There are some variables to determine first. Who was the inspection company? Are they still in business? (it is my understanding that nearly 50% of the TX inspectors have gone out of business, in the recent 2yr economy),
Are you buying the home, or selling? If you are not the purchaser of the inspection you wish to locate, then you have no legal "right" to the report; the seller of the home (purchaser of the inspection report) may decide to sell it to you, give it to you, or deny access completely.
Things to consider if you do find/access that old report
- the reports I provide clearly state that it is not for distribution; and is only for the use of the initial client
- if this was five yrs ago; there is a lot that has changed with the home over 5 yrs and if you are only interested to save $ by looking over an old report; there will be much you won't find out about the current condition of the home/property.
- You will not save $ by avoiding an inspection (or even by choosing a low cost/cheapest inspector);
- In many cases, a quality report can aid in negotiations for repairs or $ for repairs
- An experienced inspector can provide you with a great deal of important information, for you to review prior to committing to the property at closing.
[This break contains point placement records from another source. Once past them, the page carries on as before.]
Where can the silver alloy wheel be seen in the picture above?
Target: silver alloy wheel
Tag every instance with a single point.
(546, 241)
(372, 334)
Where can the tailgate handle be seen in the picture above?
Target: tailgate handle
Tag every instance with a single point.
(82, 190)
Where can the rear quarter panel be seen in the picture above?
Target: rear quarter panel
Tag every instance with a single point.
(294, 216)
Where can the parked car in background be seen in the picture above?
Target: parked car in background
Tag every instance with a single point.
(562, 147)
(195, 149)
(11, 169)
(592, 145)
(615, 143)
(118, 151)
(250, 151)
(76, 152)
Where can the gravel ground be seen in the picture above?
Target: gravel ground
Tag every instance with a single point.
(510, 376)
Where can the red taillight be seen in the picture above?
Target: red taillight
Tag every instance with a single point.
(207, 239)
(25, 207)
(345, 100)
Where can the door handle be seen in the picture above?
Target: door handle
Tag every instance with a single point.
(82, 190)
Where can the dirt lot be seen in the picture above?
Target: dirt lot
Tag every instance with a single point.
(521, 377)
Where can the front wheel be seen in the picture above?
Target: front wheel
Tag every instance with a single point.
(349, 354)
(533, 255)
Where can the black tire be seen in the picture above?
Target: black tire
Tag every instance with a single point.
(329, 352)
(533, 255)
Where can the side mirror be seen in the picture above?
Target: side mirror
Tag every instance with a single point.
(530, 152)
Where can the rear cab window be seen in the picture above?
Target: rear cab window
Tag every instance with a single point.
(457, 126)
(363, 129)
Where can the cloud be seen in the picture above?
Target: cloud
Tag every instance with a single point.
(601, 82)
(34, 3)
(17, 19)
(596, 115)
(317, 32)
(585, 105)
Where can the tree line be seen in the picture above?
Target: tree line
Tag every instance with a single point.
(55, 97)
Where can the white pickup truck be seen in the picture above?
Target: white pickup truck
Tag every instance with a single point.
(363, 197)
- what was the license # of the inspector who produced the old report, of which you are interested; that alone can tell you a lot about his/her experience/time in the business
- all Texas inspectors are required to be licensed; some "part-time" inspectors and others will operate without a license; check them out before you hire them
You can always rely on ASHI (American Society of Home Inspectors) inspectors to be better educated, and we operate at a higher Code of Ethics and take more annual continuing education than is required in TX.